Data on 3535 HIV-positive pregnant women who were enrolled into the Ukraine European Collaborative Study in 2008–2010 were analysed. Factors associated with receipt of zidovudine monotherapy (AZTm) – rather than cART – and rates of mother-to-child transmission (MTCT) of HIV were investigated.

Findings

cART coverage increased significantly, from 22% of deliveries in 2008 to 61% of those in 2010. After adjusting for possible confounders, initiation of antenatal AZTm – rather than cART – was associated with cohabiting (versus being married; adjusted prevalence ratio, aPR: 1.09; 95% confidence interval, CI: 1.02–1.16), at least two previous live births (versus none; aPR: 1.22; 95% CI: 1.11–1.35) and a diagnosis of HIV infection during the first or second trimester (versus before pregnancy; aPR: 1.11; 95% CI: 1.03–1.20).
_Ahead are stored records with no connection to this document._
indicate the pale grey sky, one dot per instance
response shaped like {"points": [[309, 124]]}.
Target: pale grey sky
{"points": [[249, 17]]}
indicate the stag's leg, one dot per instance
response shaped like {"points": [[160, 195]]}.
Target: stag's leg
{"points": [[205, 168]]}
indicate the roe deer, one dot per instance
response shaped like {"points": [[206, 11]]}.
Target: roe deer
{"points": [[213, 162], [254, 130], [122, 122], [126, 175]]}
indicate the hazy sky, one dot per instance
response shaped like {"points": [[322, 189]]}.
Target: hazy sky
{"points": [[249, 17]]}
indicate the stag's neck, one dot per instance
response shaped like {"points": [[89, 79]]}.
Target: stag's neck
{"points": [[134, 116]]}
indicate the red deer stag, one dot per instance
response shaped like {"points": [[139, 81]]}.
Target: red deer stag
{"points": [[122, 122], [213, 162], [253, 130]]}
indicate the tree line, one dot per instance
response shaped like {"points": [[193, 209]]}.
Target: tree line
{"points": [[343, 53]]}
The overall MTCT rate was 4.1% (95% CI: 3.4–4.9); 42% (49/116) of the transmissions were from the 8% (n = 238) of women without antenatal ART. Compared with AZTm, cART was associated with a 70% greater reduction in the risk of MTCT (adjusted odds ratio: 0.30; 95% CI: 0.16–0.56).

Conclusion

Between 2008 and 2010, access to antenatal cART improved substantially in Ukraine, but implementation of the World Health Organization’s Option-B policy was slow. For MTCT to be eliminated in Ukraine, improvements in the retention of women in HIV care and further roll-out of Option B are urgently needed.